At the core of this immersive documentary is intimate access to the violence interrupters and the people with whom they work. I ask James about the process of gaining both access and trust.
A film can give the viewer a visceral, immersive experience that’s hard to do on the written page.“It can vary from person to person as to how that happens. Sometimes it’s an incremental thing. Sometimes there’s a level of trust that you think is there and you realise down the road it’s gotten a lot stronger. It happens as you get to know people. For instance Cobe was enthusiastic about being part of the film from the start. We started by filming around the table at weekly meetings, to familiarise ourselves with everyone and get them familiar with us.
“There were a couple of people we targeted as people we wanted to follow but we were open minded about who we would end up following because we didn’t know who would end up taking to this. Cobe had this incredible knack for getting us into difficult situations. When we first went out with him, even though he was enthusiastic, he tended to act differently with us out in the street than he would have normally. At a certain point we said to him: You’re talking to people as if you’re interviewing them instead of being you.
“It took him a while to get to a level of comfort where he was really just being himself. That was essential to getting people in the neighbourhood to look at us in a trusting way. If he’s acting funny around us, then they think there is something wrong. We spent a lot of time with Cobe in the car, just driving around the neighbourhood of Englewood [the location of the CeaseFire office]. That was his way of working. We spent a lot of time with him and it gradually got more and more comfortable for him and for us.

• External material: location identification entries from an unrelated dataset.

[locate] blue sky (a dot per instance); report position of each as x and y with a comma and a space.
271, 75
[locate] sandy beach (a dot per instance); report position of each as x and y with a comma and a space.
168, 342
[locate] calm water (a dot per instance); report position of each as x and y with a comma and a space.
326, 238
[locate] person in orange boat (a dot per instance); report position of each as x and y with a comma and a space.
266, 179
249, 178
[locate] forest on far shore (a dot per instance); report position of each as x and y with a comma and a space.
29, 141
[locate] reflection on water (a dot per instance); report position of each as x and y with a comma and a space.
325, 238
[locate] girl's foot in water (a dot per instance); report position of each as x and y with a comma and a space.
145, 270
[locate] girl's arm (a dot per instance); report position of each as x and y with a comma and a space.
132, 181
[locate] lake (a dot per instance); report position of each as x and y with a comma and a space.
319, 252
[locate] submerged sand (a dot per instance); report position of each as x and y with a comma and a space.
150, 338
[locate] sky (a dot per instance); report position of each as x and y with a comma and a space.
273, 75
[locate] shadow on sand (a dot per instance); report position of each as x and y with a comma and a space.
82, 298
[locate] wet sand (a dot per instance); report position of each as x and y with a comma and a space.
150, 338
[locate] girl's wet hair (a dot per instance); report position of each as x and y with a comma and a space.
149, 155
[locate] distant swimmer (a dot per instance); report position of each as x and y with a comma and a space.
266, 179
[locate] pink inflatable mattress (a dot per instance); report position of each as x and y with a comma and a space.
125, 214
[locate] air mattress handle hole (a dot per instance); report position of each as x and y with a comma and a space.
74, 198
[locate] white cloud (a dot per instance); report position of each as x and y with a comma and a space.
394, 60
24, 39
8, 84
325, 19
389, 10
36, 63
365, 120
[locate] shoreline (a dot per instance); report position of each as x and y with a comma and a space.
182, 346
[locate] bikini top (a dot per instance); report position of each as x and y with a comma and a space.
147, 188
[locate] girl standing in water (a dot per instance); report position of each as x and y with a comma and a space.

“With Ameena it was interesting. She didn’t tell us this but it was clear. She really didn’t want to participate in this project at first. She felt that if she got us out on a mediation and gave us a substantial interview she would be done. She’s been interviewed by news media before and that was all they needed. She didn’t quite grasp the concept of what we were trying to do.
“She was also a very private person. It took a while to get her to first even understand how comprehensive what we were trying to do was; the depth we were trying to reach. Not only with her portrayal but of the work she does. It helped to at some point to give her some of my past films. She did a weekend marathon binge where she watched three or four of them. Afterwards when I talked to her she said she understood more fully what we were trying to do. I think the subject matter of some of my previous films resonated with her. She saw that I’m not out doing celebrity profiles and covering topical events.
“The kinds of films I tend to do are about disenfranchised people. People on the margins. I think that resonated with her because that’s exactly who she was like and the kind of people she deal with. For the longest time, even after she was fully on-board, she didn’t tell us where she lived in the city. She didn’t know if she wanted to have us in her home. That was another barrier of privacy. At a certain point, we got to that place. We were able to interview her in her home. At that point really all the remaining barriers were down.”
The Interrupters screens in Australia as part of an exclusive ACMI season.